The Mediawise Trust made the complaint to the broadcast regulator on behalf of the woman, referred to as Mrs L, saying Sky News was guilty of an "unwarranted infringement of privacy".
The trust also said that she and her family had been "living in fear" since the report.
After interviewing Mrs L on her doorstep, Sky News broadcast her saying: "I was shocked when your colleague told me. I never thought that something would happen in our estate."
This 26 February broadcast was made after Mohammed Emwazi was named as the ISIS beheader known as 'Jihadi John'.
The woman was not named, but Ofcom noted that her face and voice were not obscured.
Mediawise complained that Mrs L was doorstepped and did not know she was being filmed.
The Ofcom bulletin today noted: "It said that Mrs L felt that the broadcast of this material put her and her family in risk of retribution and that this had made her ill.
"Mediawise said that Mrs L was not experienced in dealing with the media and that she was not told how the footage of her would be used.
"It said that her request to reporters to consider her family’s safety should have alerted them to her understandable anxiety.

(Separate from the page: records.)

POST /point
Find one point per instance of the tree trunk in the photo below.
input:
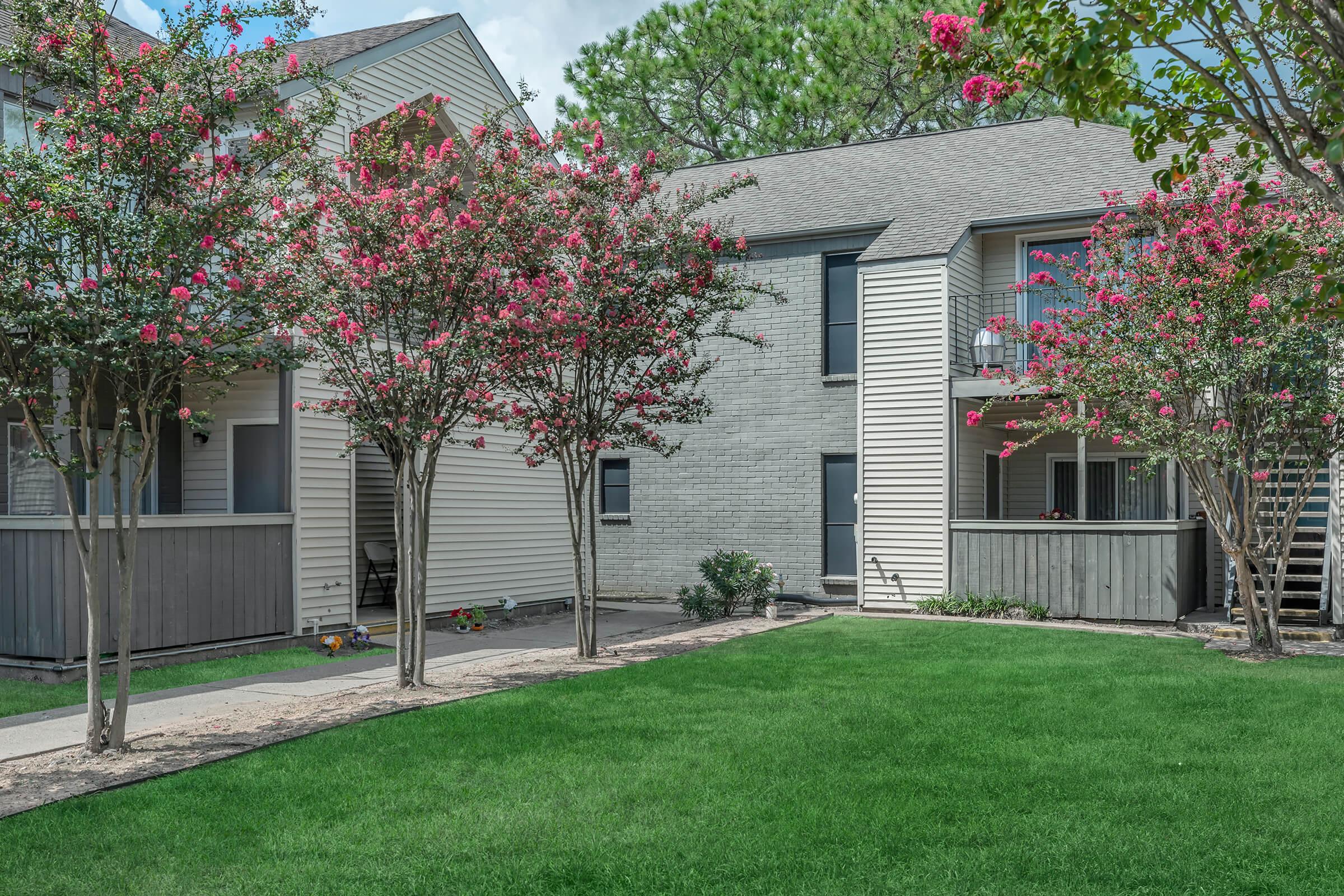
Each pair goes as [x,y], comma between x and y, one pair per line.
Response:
[1256,625]
[127,542]
[97,715]
[573,504]
[421,506]
[592,511]
[402,571]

"Mediawise explained that the Lebanon-based Arabic TV channel, Al Mayadeen, had shown the footage and that relatives of Mrs L in Morocco had called her following the broadcast.
"Mediawise also said that Mrs L and her children had been living in fear ever since the broadcast and that she was anxious about opening her front door and of passing cars in the street."
The regulator found that the Sky News interview should not be defined as a 'doorstep' and that it was clear Mrs L was being recorded.
According to Ofcom, Sky News said "that at no time did Mrs L raise objections to the questioning or to being filmed. It said that she was friendly and accommodating and that its presumption was that she had, in effect, consented to be filmed."
The Ofcom report added: "The broadcaster said that the news report, and Mrs L's appearance in it, was warranted, even if her participation was minor.
"It said that it was sorry if Mrs L had felt concern about appearing as she did in the news report. However, given that her participation was very minor, that she willingly opened her door and spoke to the Sky News journalist (having already done so with other journalists), and that neither her name nor her address were revealed, Sky said that it strongly contended that Mrs L’s privacy was not unwarrantedly infringed.
"However, Sky said that it would be happy to undertake not to use the footage again in any future reports, now that it had been made aware of Mrs L’s concerns."
It said Mrs L did have a "legitimate expectation of privacy with regard to the obtaining and subsequent broadcast of the footage of her in the programme".
But it added: "Ofcom considered that, on balance, the broadcaster's right to freedom of expression and the public interest in the filming and broadcasting of the relevant footage outweighed Mrs L'd legitimate expectation of privacy.
"Therefore, Mrs L's privacy was not unwarrantably infringed in connection with the obtaining of the footage of her and its subsequent broadcast in the programme."